The plan for the reboot was announced by producer Siddharth P. Malhotra in April 2019 and was confirmed in June 2019. The first look of the series was released on National Doctors' Day on 1 July 2019.

In September 2019, Mohnish Bahl's wife Ekta Sohini joined the cast as his onscreen wife Roshni Mathur. She later quit, as the subplot between the two was dropped, and Seema Pandey was cast for the role. In January 2020, Mohnish Bahl also quit, stating he was unable to justify his role.

The series was supposed to wrap on 17 January 2020 due to low viewership, but received an extension of three months. A three-year leap was introduced in January 2020, and Gaurav Chopra was cast as Navratan Singh.

The shooting of the series was completed on 6 March 2020.

===Filming===
Sanjivani was filmed in Mumbai, India.

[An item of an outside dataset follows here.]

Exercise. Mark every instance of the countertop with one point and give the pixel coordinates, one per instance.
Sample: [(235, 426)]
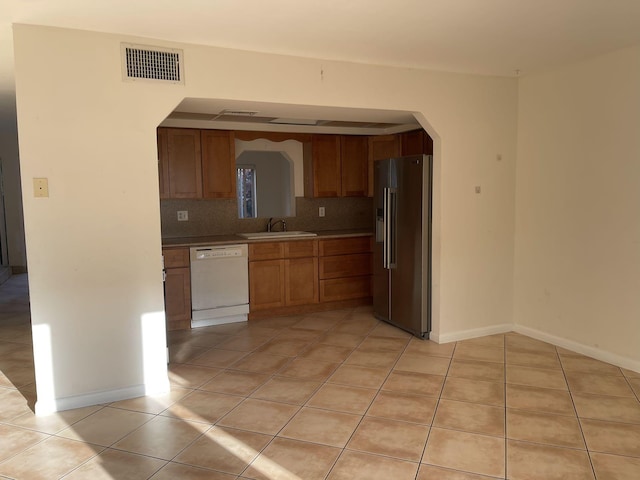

The set was a fake forty-four floored hospital named Sanjivani, consisting of two wings.

===Actor Training===

Playing a doctor is truly a challenging task. It's not easy on any level but it does help when you have proper guidance from the real experts. For Sanjivani, we have real doctors visiting the sets and helping us in terms of body language, basic medical terms and things like how a doctor wears gloves, checks the blood pressure of a patient and the right way to hold a stethoscope. We will be showcasing different medical cases along with the dramatic element on the show. I would like to express my profound gratitude to all the medical experts who have helped us to better our performances in Sanjivani.
— Surbhi Chandna

I watched four or five seasons of Grey's Anatomy. It gave me the visual understanding of the insides of the hospital. Sanjivani and Grey's are different shows. I was looking for body language while doing the surgery. I was not for looking something to copy but it took me to their world. Apart from Grey's I also watched The Residents. There were a few things that were good to see, which will remain in my subconscious mind to implement at some time.
— Namit Khanna

==Reception==
Sanjifani had a positive reception. The Times of India said, "Sanjivani has a fresh feel, stylish look and quite a colourful touch." Comparing the previous version, they said, "We love the fresh take and the colourful palette this season. The very feel of the hospital is very modern compared to previous season's minimalistic look of the doctors and has been made keeping in mind the latest trends." The Quint noted that it is high on drama and style and stated, "The star-studded cast and the nostalgia factor are the driving force for this show at the outset. Surbhi and Namit's love-hate relationship will surely be the key interest point for the viewers going forward. The show feels high on style and swaps charm for impact. The writing is full of broad strokes, especially in terms of characterization."